Informações: NSC
Foto: Reprodução/Câmara dos Deputados
O deputado federal catarinense Zé Trovão (PL) chorou durante a reunião de terça-feira (5) que terminou com os mandatos de três parlamentares suspensos por 60 dias. A suspensão ocorreu por conta da ocupação do Plenário ocorrida em agosto de 2025. Na época, os políticos queriam incluir na pauta o projeto de anistia dos atos de 8 de janeiro, inclusive a prisão do ex-presidente Jair Bolsonaro (PL).
Além do catarinense, Marcos Pollon (PL-MS) e Marcel van Hattem (Novo-RS) também tiveram os mandatos suspensos por 60 dias. Segundo a Câmara dos Deputados, eles ainda podem recorrer da decisão à Comissão de Constituição e Justiça e de Cidadania (CCJ). A decisão final será do Plenário por maioria absoluta.
Durante a reunião do Conselho de Ética e Decoro Parlamentar da Câmara dos Deputados, que durou nove horas, o político catarinense expôs a preocupação com os funcionários do gabinete após a suspensão do mandato.

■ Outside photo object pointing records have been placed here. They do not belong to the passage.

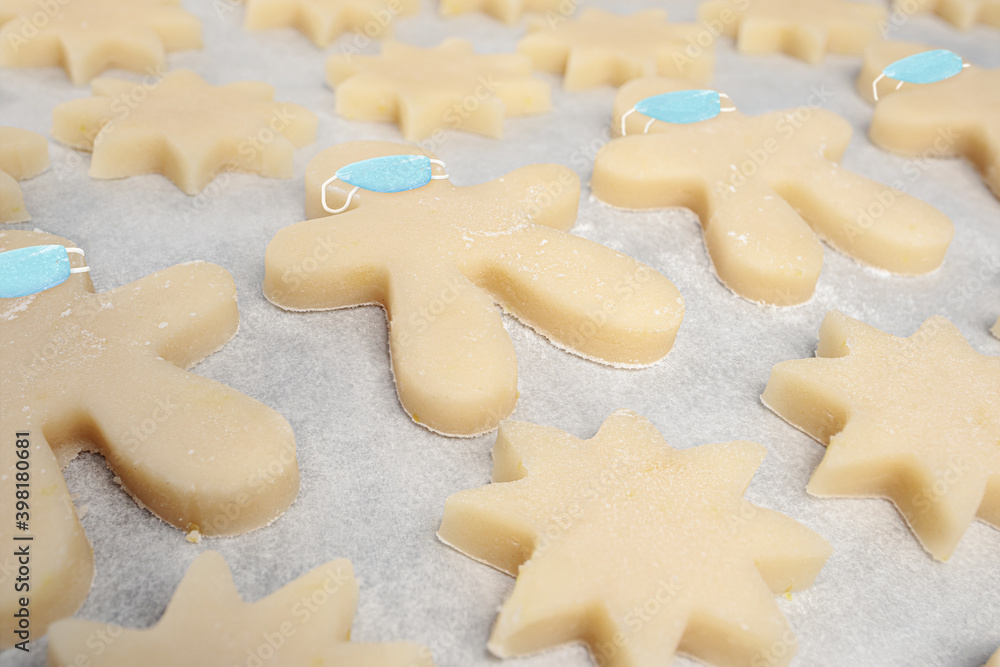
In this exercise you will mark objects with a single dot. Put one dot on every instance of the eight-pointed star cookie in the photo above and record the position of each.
(87, 37)
(425, 91)
(323, 21)
(915, 420)
(957, 116)
(184, 128)
(765, 188)
(439, 257)
(603, 48)
(634, 547)
(24, 154)
(804, 29)
(305, 623)
(104, 372)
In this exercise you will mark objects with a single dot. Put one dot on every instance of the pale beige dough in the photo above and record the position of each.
(184, 128)
(766, 188)
(915, 420)
(23, 154)
(87, 37)
(438, 258)
(323, 21)
(603, 48)
(633, 547)
(956, 116)
(804, 29)
(426, 91)
(306, 623)
(104, 373)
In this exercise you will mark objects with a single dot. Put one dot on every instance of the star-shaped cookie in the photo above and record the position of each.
(957, 116)
(766, 188)
(804, 29)
(207, 624)
(184, 128)
(426, 91)
(603, 48)
(637, 549)
(323, 21)
(87, 37)
(915, 420)
(438, 258)
(105, 373)
(24, 154)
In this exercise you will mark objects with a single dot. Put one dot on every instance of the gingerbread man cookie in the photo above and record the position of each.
(766, 188)
(184, 128)
(804, 29)
(604, 48)
(25, 154)
(87, 37)
(428, 90)
(915, 420)
(439, 257)
(638, 549)
(104, 372)
(955, 115)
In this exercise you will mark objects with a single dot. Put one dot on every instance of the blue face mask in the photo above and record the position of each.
(679, 107)
(926, 67)
(26, 271)
(391, 173)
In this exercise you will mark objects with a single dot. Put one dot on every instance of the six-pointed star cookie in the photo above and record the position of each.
(323, 21)
(426, 91)
(24, 154)
(437, 258)
(764, 188)
(184, 128)
(805, 29)
(603, 48)
(87, 37)
(207, 624)
(104, 372)
(634, 547)
(957, 116)
(915, 420)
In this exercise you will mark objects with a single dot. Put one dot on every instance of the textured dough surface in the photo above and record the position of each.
(307, 623)
(438, 258)
(425, 91)
(184, 128)
(104, 372)
(601, 48)
(915, 420)
(637, 549)
(87, 37)
(323, 21)
(766, 189)
(957, 116)
(23, 154)
(804, 29)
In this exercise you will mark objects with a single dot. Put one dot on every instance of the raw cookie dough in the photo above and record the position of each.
(765, 188)
(87, 37)
(207, 624)
(603, 48)
(438, 258)
(598, 530)
(23, 154)
(323, 21)
(956, 116)
(915, 420)
(104, 372)
(184, 128)
(804, 29)
(426, 91)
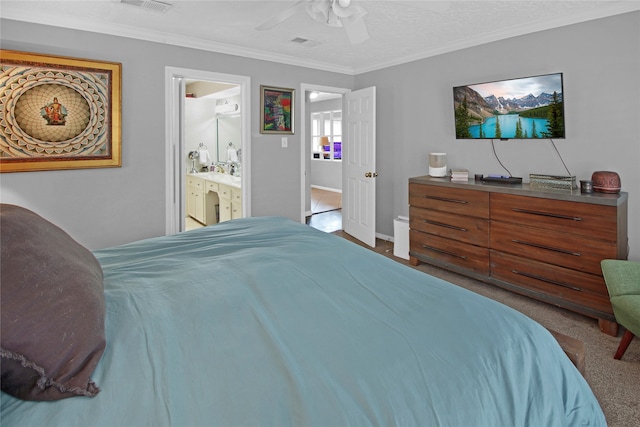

Isso porque ele deve ficar sem receber salário durante o período.
Conforme a Agência Câmara, o texto do relator deputado Moses Rodrigues (União-CE) conclui que os três parlamentares adotaram condutas incompatíveis com o decoro parlamentar durante a ocupação da Mesa Diretora da Casa na sessão do Plenário de 5 de agosto de 2025. Entretanto, Zé Trovão defendeu, em sua fala, que há perseguição política.
O que dizem as defesas
Ainda conforme informações da Agência Câmara de Notícias, o advogado Eduardo Moura, na defesa técnica de Zé Trovão, argumentou que vídeos da sessão não revelam irregularidades do deputado e destacou que testemunhas o descreveram como “alguém que tentava impedir conflitos físicos no Plenário”. A reportagem do NSC Total também tentou contato com a assessoria do deputado catarinense, mas não obteve retorno até a publicação da matéria.
Também com mandato suspenso, Van Hattem chamou o processo de “perseguição política” e comparou sua situação à dos presos pelos atos de 8 de janeiro. O deputado também afirmou que, havendo necessidade, faria novamente. Pela defesa do deputado, o advogado Jeffrey Chiquini definiu o julgamento como uma “punição política”.
Já Pollon criticou duramente a recusa da Presidência da Câmara em pautar o projeto de anistia aos envolvidos no 8 de janeiro e classificou as prisões como “ilegais” e o cenário jurídico atual do Brasil como um “estado de exceção”. Na defesa técnica, o advogado Mariano lamentou a negativa de ouvir testemunhas sugeridas pela defesa e também disse que as questões técnicas foram deixadas de lado em favor de um julgamento político.